Rogue Access Points Explained

Rogue Access Points Explained

A Rogue Access Point is defined as any wireless Access Point that are not part of the network. It might be operating on the same or an adjacent frequency, occupying the spectrum, raising the noise level (co-channel or adjacent interference) and may or may not be a security risk (unclassified, friendly or malicious Rogues). The risk is that unauthorised wireless access points could be used to leak sensitive information, including passwords and cardholder data, outside of the business.  This is not sanctioned by the local administrator but is operating on the network anyway. This can be installed by a naïve user that does not have any malicious intent or it could be deliberately installed by internal IT personnel for testing or for some other purpose. It can also be installed by a hacker that is supposedly trying to carry out an attack. A rogue access point provides a wireless backdoor channel into the private network for outsiders. It can bypass network firewalls and other security devices and opens a network to attacks. In any case, a rogue access point can pose a stern security threat to large organisations or even one’s personal home network because anyone accessing this access point can monitor what the private network is accessing like websites, what they’re downloading, or it can even redirect the user to a bogus website that the hacker has made to get vulnerable information.
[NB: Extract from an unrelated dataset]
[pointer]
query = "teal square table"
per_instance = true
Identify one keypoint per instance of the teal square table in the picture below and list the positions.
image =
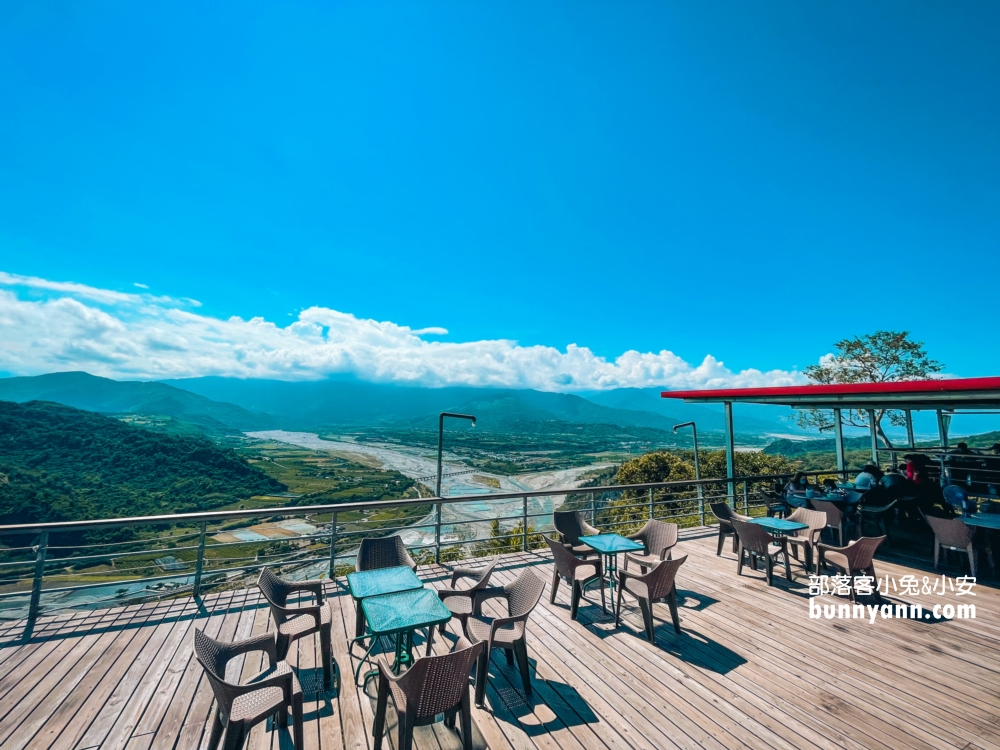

It can also point the user to a website that will make him download a malicious software or program without the user even knowing about it.

Rogue Access Points that are detected during scanning of an organisations network should be classified. If malicious, the Rogue Access Point should be detected and removed from the environment. An administrator should not allow employees to install access points without their authorisation. A regular scan of Wi-Fi access points will also help local network administrators to make sure that nobody has plugged in an access point without permission and detect unauthorised or rogue access points. Another mitigation step is to install network access control on all devices that require authentication for everybody that wants to use any resources on the network.